Hair care is an overall term for hygiene and cosmetology involving the hair which grows from the human scalp, and to a lesser extent facial, pubic and other body hair. Hair care routines differ according to an individual's culture and the physical characteristics of one's hair. Hair may be colored, trimmed, shaved, plucked or otherwise removed with treatments such as waxing, sugaring and threading. Hair care services are offered in salons, barbershops and day spas, and products are available commercially for home use. Laser hair removal and electrolysis are also available, though these are provided (in the US) by licensed professionals in medical offices or speciality spas.

Hair cleaning and conditioning

Biological processes and hygiene

Care of the hair and care of the scalp skin may appear separate, but are actually intertwined because hair grows from beneath the skin. The living parts of hair (hair follicle, hair root, root sheath and sebaceous gland) are beneath the skin, while the actual hair shaft which emerges (the cuticle which covers the cortex and medulla) has no living processes. Damage or changes made to the visible hair shaft cannot be repaired by a biological process, though much can be done to manage hair and ensure that the cuticle remains intact.

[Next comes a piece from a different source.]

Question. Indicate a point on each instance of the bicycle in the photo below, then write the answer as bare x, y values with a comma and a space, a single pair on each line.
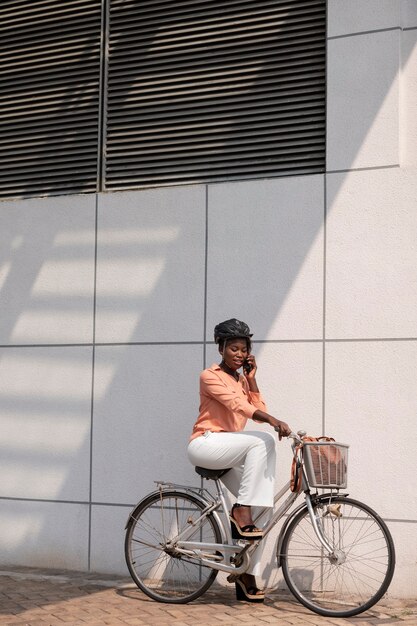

Scalp skin, just like any other skin on the body, must be kept healthy to ensure a healthy body and healthy hair production. If the scalp is cleaned regularly by those who have rough hair or have a hair-fall problem, it can result in loss of hair. However, not all scalp disorders are a result of bacterial infections. Some arise inexplicably, and often only the symptoms can be treated for management of the condition (example: dandruff). There are also bacteria that can affect the hair itself. Head lice is probably the most common hair and scalp ailment worldwide. Head lice can be removed with great attention to detail, and studies show it is not necessarily associated with poor hygiene.  More recent studies reveal that head lice actually thrive in clean hair. In  this way, hair washing as a term may be a bit misleading, as what is necessary in healthy hair production and maintenance is often simply cleaning the surface of the scalp skin, the way the skin all over the body requires cleaning for good hygiene.

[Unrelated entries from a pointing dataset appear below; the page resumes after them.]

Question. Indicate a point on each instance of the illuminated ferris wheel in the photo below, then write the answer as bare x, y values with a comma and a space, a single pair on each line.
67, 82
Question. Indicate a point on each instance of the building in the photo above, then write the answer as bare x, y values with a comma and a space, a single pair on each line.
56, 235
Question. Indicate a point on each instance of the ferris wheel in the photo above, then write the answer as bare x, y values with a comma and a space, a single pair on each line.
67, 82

The sebaceous glands in human skin produce sebum, which is composed primarily of fatty acids. Sebum acts to protect hair and skin, and can inhibit the growth of microorganisms on the skin. Sebum contributes to the skin's slightly acidic natural pH somewhere between 5 and 6.8 on the pH spectrum. This oily substance gives hair moisture and shine as it travels naturally down the hair shaft, and serves as a protective substance by preventing the hair from drying out or absorbing excessive amounts of external substances. Even though sebum serves as a protective substance, too much of this oily substance can cause blockage around hair follicles. This blockage is usually from dandruff or even dead skin. As a result, "blocked or obstructed hair follicles" may prevent hair from producing. Sebum is also distributed down the hair shaft "mechanically" by brushing and combing. When sebum is present in excess, the roots of the hair can appear oily, greasy, and darker than normal, and the hair may stick together.

Hair cleaning
Washing hair removes excess sweat and oil, as well as unwanted products from the hair and scalp. Often hair is washed as part of a shower or bathing with shampoo, a specialized surfactant. Shampoos work by applying water and shampoo to the hair. The shampoo breaks the surface tension of the water, allowing the hair to become soaked. This is known as the wetting action.  The wetting action is caused by the head of the shampoo molecule attracting the water to the hair shaft.  Conversely, the tail of the shampoo molecule is attracted to the grease, dirt and oil on the hair shaft.  The physical action of shampooing makes the grease and dirt become an emulsion that is then rinsed away with the water.  This is known as the emulsifying action.  Sulfate free shampoos are less harming on color treated hair than normal shampoos that contain sulfates.  Sulfates strip away natural oils as well as hair dye.  Sulfates are also responsible for the foaming effect of shampoos.
Shampoos have a pH of between 4 & 6.   Acidic shampoos are the most common type used and maintain or improve the condition of the hair as they don't swell the hairshaft and don't strip the natural oils.